There's support for storing custom metadata, in the sense that it both can be validated using Pydantic models and is extensible.

_NOTE_: for development purposes, we currently use a "loose" validation, which may result in 'missing' info/units, and a warning; later, this will be made strict and so would raise an exception.

In principle, we can store any custom information that is derived from the `FIBaseCustomInfo` class. However, it's strongly advised to use `FIStructuredCustomInfo`. At time of writing, this supports general 'table-wide' information (as `FIBaseExtraInfo` or `FIStdExtraInfo`), and columnwise units (derived from `FIBaseUnit`).

To allow both validation using Pydantic and extensibility is slightly fiddly: when reading, we have to know which classes to instantiate. By default, the code at the moment checks `globals()` and checks that the supplied class is a subclass of the appropriate base class.

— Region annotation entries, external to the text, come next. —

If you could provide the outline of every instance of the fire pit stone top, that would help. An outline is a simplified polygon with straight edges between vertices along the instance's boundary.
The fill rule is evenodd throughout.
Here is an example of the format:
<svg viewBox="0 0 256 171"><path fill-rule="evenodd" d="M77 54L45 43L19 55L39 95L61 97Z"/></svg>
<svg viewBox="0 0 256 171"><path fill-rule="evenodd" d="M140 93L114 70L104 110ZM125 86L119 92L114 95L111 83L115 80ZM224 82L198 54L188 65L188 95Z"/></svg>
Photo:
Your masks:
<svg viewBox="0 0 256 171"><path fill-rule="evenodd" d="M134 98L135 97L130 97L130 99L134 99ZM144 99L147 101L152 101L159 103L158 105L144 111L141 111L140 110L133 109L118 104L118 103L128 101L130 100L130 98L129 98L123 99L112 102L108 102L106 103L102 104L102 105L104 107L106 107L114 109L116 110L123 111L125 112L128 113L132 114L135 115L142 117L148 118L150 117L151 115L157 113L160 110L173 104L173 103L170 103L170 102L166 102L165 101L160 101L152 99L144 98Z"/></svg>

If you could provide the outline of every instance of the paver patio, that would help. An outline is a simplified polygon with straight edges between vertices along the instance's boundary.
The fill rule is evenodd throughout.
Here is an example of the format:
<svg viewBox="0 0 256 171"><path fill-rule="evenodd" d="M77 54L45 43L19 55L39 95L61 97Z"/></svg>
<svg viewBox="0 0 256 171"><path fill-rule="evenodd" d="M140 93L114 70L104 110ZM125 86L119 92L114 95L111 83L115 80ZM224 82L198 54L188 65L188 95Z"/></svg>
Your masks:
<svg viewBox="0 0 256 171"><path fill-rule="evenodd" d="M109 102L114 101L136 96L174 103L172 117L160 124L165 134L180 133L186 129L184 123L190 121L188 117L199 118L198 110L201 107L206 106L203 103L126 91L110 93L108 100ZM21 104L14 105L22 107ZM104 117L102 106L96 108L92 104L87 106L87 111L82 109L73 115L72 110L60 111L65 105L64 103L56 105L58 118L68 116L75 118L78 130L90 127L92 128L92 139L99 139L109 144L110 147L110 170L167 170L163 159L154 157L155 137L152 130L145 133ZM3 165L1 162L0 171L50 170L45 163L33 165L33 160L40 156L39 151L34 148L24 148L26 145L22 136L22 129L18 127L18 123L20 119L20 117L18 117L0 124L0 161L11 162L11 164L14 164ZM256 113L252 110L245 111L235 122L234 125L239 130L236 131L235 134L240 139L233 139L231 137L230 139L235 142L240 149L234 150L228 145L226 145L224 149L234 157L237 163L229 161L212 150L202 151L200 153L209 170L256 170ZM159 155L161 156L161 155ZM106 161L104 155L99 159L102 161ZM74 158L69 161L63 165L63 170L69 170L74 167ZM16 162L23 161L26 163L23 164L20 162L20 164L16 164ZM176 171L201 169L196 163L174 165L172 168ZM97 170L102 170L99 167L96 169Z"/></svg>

However, one can manually define a context to enforce which classes can be instantiated, which might be necessary when extending functionality.

Anyway, a simple example (same example used in tests).

```python
# Create simple dataframe
df = pd.DataFrame(np.random.randn(3, 4), columns=["a", "b", "c", "d"])
df["pop"] = pd.array([1234, 5678, 101010])

# Create units
unit_cur_a = fi.ci.unit.currency.FICurrencyUnit(unit_desc="USD", unit_multiplier=1000)
unit_cur_b = fi.ci.unit.currency.FICurrencyUnit(unit_desc="EUR", unit_multiplier=1000)
unit_cur_c = fi.ci.unit.currency.FICurrencyUnit(unit_desc="JPY", unit_multiplier=1000000)
unit_cur_d = fi.ci.unit.currency.FICurrencyUnit(unit_desc="USD", unit_multiplier=1000)
unit_pop = fi.ci.unit.population.FIPopulationUnit(unit_desc="people", unit_multiplier=1)

# Create extra info
extra_info = fi.ci.structured.extra.FIStdExtraInfo(author="Spud", source="Potato")

# Create custom info with these
custom_info = fi.ci.structured.FIStructuredCustomInfo(
    extra_info=extra_info,
    col_units={
        "a": unit_cur_a,
        "b": unit_cur_b,
        "c": unit_cur_c,
        "d": unit_cur_d,
        "pop": unit_pop,
    },
)

# Write to file
metafile = fi.write_df_to_csv(df, Path("./test_with_structured_custom_info.csv"), custom_info=custom_info)
```

and to read (we use the default context)

```python
(df_reload, metainfo_reload) = fi.read_df(metafile)
```

If you were extending the extra info or units, you'll probably have to include a context. Please see the documentation for an explanation of how to do this.


## Known Problems

* Pyarrow won't encode numpy's complex64. So, we've disabled this in the tests for now although the functionality will work in CSV. Solution would be to serialize the actual data column when necessary but that'd be new functionality.

* Float16s won't work properly and will never work, due to Pandas decision.

* Some of the newer or more esoteric features of Pandas are not yet accounted for.